Dr. Elke Konings is a Senior Technical Director and the Population Health Practice Lead for MSH. She has more than 20 years of experience designing and leading large-scale public health programs in developing countries, particularly in Africa. Her technical expertise includes HIV/AIDS, infectious diseases, and maternal and child health to improve health outcomes. Dr. Konings has significant experience in capacity building and skills transfer to local teams, ministries of health, and other partners. She holds a PhD in epidemiology from Imperial College, University of London, as well as an MSc in demography and a BSc in social anthropology from the London School of Economics.

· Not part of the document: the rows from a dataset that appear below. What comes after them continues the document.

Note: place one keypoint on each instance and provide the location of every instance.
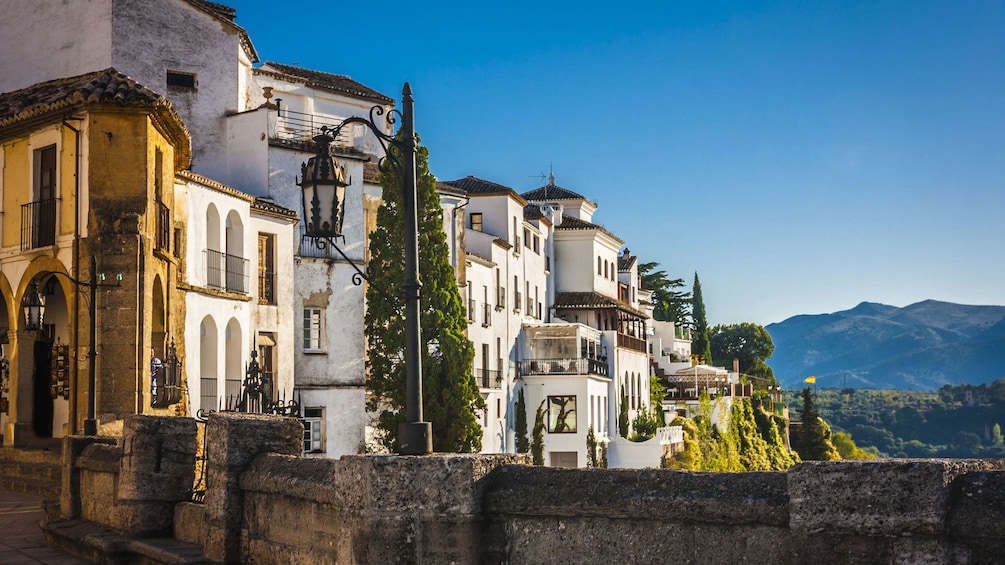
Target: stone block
(69, 494)
(741, 498)
(978, 511)
(158, 458)
(875, 498)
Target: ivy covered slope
(953, 421)
(449, 392)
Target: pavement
(21, 540)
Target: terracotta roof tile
(324, 80)
(473, 185)
(106, 86)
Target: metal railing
(299, 127)
(630, 342)
(488, 378)
(226, 271)
(565, 366)
(163, 235)
(38, 223)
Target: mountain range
(922, 346)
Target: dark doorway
(41, 418)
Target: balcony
(297, 127)
(488, 378)
(633, 343)
(38, 224)
(226, 272)
(566, 366)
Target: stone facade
(266, 505)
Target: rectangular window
(562, 414)
(182, 79)
(314, 330)
(266, 268)
(266, 364)
(314, 430)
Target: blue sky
(801, 157)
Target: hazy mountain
(925, 345)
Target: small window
(562, 414)
(182, 79)
(314, 330)
(314, 430)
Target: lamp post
(33, 305)
(324, 188)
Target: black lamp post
(324, 185)
(33, 305)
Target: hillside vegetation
(954, 421)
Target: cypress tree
(623, 414)
(538, 442)
(813, 442)
(699, 339)
(523, 441)
(449, 392)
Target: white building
(238, 293)
(505, 283)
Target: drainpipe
(76, 269)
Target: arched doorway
(207, 365)
(48, 349)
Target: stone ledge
(876, 498)
(99, 544)
(661, 495)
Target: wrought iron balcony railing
(38, 224)
(488, 378)
(226, 271)
(565, 366)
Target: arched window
(207, 365)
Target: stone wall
(265, 504)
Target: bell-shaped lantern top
(33, 304)
(324, 184)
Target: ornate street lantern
(33, 305)
(324, 184)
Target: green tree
(538, 439)
(847, 448)
(750, 343)
(449, 392)
(813, 441)
(591, 448)
(523, 441)
(623, 414)
(699, 335)
(671, 305)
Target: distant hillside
(922, 346)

Christie Roberts joined MSH in October 2017 as Senior Proposal Writer after nearly four years as Senior Proposal Writer & Program Design Manager with the Pan American Development Foundation. She has more than ten years of experience writing proposals and developing new business opportunities in the nonprofit sector, including as Director of Programs for the national office of the World Affairs Councils of America and as a consultant to several nonprofit organizations. Christie holds Master’s degrees in International Studies from the University of Denver and in International Conflict Analysis from the University of Kent’s Brussels School of International Studies; she also has a BA in Sociology and a certificate in Women’s Studies from Brandeis University. She speaks French and Spanish, and a useful smattering of Levantine Arabic.